PROFILE

Soul man David can count Dionne Warwick as a friend

ANYONE who tuned into the recent BBC documentary When Motown Came to Britain will have seen David Nathan espousing his expertise on the subject.

After all, it is not for nothing that he is known as the British Ambassador of Soul.

But the 74-year-old is also a respected writer, historian, singer-songwriter and performer.

“There was always music in our house when I was growing up,” David told me from his London home.

“We would play pop records — Alma Cogan was my favourite — and then we graduated to soundtrack LPs from musicals such as The King and I, and South Pacific.”

David can also clearly recall the day that he became hooked on soul, whose genres include rhythm and blues, and Motown.

“It was 1959 and I saw a newspaper headline which stated that Billie Holiday was dead at 44,” he said.

“I asked my mum who she was and she explained, in the vernacular of the day, that she was a ‘negro jazz singer’.

“Just then, a bluesy-gospel song came on the radio, and I asked my mother who was singing it.

“It turned out to be Mahalia Jackson and the song was Sometimes I Feel Like a Motherless Child.
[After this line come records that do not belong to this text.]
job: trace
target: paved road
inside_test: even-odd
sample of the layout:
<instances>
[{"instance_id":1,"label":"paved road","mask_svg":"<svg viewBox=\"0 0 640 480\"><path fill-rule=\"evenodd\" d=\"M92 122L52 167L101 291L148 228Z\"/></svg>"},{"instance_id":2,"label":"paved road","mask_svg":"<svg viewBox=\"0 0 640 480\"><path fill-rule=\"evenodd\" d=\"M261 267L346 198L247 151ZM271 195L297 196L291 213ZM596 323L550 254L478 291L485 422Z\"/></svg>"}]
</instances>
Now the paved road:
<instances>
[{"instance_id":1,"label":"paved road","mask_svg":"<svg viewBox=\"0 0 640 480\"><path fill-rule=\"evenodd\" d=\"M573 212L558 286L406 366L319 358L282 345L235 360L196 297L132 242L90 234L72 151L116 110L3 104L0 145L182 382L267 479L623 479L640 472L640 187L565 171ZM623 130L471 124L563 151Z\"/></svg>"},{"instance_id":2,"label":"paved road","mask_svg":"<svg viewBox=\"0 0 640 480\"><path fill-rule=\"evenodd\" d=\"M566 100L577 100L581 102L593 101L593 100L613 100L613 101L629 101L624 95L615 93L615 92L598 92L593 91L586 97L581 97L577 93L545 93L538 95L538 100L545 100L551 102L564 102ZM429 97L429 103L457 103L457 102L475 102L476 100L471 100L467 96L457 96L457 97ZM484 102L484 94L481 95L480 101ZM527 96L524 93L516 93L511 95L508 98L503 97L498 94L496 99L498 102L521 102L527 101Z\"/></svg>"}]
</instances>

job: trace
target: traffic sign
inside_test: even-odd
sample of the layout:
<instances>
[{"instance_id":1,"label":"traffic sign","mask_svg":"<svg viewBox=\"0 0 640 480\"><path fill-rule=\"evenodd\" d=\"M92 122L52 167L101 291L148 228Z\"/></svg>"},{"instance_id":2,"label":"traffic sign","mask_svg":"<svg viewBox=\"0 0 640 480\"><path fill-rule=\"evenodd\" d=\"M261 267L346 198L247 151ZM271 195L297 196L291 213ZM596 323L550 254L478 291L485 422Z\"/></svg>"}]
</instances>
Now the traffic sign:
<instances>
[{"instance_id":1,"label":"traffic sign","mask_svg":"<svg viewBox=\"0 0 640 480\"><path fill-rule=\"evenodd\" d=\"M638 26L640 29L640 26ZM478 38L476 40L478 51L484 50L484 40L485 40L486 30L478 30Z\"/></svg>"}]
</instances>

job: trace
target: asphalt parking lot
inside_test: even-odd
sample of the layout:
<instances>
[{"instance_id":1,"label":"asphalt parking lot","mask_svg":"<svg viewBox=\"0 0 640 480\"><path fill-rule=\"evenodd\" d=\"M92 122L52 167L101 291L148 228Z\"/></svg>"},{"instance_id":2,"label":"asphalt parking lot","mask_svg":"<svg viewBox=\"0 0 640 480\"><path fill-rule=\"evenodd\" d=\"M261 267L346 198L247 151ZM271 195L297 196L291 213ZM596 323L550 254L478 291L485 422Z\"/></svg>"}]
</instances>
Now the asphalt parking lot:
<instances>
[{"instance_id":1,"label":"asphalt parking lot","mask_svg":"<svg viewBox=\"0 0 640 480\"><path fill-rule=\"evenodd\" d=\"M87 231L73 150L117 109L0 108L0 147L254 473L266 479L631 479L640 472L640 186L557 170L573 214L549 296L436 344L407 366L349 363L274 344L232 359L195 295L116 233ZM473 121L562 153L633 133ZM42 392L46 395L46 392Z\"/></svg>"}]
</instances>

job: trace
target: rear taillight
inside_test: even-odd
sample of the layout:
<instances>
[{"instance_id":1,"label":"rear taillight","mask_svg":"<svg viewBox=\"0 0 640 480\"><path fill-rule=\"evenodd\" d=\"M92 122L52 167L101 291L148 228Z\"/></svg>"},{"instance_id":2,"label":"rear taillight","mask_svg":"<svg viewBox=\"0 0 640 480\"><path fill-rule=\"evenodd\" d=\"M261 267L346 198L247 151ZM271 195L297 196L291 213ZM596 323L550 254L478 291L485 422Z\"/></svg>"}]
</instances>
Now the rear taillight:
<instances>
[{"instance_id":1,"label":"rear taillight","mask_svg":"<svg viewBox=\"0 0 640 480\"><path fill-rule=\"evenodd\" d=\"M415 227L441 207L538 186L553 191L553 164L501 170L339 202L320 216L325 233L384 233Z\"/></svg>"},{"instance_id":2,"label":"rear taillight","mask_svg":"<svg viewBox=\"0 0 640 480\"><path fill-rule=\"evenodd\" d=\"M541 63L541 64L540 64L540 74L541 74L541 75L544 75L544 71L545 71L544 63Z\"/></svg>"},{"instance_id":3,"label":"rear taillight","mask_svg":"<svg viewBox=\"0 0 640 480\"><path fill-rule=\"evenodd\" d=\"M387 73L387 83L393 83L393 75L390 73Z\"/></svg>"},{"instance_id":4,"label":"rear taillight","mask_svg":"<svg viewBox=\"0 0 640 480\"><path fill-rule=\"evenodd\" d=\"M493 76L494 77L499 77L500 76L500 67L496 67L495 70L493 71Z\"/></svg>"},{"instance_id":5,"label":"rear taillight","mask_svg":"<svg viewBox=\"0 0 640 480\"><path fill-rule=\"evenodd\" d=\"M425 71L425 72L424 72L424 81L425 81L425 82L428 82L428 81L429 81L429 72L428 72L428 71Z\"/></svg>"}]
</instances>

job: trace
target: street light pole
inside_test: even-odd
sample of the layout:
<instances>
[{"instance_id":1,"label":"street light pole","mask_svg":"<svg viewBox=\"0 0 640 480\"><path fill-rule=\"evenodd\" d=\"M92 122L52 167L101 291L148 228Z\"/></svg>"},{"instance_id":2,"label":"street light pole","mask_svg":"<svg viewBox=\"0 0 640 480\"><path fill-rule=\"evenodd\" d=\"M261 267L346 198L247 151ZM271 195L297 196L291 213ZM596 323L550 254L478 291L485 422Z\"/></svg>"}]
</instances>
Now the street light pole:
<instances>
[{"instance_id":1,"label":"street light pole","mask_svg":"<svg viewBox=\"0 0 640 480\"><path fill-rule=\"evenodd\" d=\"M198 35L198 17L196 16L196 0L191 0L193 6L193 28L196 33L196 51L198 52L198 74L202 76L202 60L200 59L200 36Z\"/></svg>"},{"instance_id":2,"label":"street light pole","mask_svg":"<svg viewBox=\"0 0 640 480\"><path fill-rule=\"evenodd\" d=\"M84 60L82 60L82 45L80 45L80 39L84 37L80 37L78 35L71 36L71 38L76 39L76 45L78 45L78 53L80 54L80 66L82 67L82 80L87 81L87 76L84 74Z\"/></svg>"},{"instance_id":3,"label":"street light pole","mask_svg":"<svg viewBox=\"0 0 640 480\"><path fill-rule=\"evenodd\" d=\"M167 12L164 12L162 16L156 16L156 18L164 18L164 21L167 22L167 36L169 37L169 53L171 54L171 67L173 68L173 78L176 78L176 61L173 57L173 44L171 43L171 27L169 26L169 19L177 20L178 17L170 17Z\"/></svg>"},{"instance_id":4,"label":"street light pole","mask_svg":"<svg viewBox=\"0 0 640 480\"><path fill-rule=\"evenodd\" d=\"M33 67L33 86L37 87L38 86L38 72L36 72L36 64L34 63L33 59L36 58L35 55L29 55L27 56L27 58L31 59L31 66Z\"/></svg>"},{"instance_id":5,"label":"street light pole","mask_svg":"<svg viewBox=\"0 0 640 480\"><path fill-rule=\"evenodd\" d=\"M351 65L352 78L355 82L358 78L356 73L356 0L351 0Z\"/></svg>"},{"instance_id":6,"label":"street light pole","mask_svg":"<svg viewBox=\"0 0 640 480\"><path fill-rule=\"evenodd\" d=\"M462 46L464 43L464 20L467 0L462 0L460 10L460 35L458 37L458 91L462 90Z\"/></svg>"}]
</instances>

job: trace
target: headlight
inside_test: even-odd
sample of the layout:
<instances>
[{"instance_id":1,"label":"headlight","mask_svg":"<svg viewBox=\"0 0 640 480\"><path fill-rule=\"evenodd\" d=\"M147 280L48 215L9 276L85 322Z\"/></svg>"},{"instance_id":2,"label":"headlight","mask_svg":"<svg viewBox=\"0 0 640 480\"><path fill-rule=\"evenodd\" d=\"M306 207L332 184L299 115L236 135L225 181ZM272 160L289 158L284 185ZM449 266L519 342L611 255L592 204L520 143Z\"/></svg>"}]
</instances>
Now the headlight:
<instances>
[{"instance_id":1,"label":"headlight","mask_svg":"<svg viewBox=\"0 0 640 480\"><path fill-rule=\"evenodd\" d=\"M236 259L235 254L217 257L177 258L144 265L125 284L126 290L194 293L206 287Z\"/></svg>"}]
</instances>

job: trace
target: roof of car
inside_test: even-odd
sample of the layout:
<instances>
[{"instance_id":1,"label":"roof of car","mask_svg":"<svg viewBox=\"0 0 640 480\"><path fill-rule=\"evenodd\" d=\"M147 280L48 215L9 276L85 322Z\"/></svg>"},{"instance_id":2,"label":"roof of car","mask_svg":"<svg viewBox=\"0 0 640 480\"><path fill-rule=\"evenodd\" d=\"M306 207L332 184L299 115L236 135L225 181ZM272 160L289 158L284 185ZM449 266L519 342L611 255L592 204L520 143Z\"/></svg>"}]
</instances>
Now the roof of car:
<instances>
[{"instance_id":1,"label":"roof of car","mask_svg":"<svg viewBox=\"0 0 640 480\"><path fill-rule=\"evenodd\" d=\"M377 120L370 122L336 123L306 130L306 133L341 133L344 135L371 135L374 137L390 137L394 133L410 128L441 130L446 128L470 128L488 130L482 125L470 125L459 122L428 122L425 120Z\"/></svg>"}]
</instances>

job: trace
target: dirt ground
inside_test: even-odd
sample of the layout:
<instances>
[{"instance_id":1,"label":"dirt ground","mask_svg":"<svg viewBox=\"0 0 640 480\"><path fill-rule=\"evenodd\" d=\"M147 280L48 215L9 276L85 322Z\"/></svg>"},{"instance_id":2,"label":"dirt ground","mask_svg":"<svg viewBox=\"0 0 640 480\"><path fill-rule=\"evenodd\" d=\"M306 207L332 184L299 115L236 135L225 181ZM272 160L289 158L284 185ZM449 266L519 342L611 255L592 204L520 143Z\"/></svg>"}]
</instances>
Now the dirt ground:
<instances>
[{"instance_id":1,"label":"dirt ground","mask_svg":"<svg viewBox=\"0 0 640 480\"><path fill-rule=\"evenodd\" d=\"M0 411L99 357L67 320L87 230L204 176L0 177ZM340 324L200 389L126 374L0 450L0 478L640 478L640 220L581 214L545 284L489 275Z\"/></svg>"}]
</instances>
Her voice touched something within me and struck a chord.”

Quite perversely, that led to David’s first real experience of antisemitism.

So taken was he with Holiday, he went to his local library where he took home her autobiography, Lady Sings the Blues.

“I read it, took it back and then took it out again because I found her so fascinating,” he said.

“I was walking down the hill back home when another boy approached me and asked if I was Jewish. When I said that I was, he spat in my face.

“I’d never experienced antisemitism that blatant and when I got home, my mum said to me, ‘don’t get too friendly with the English’.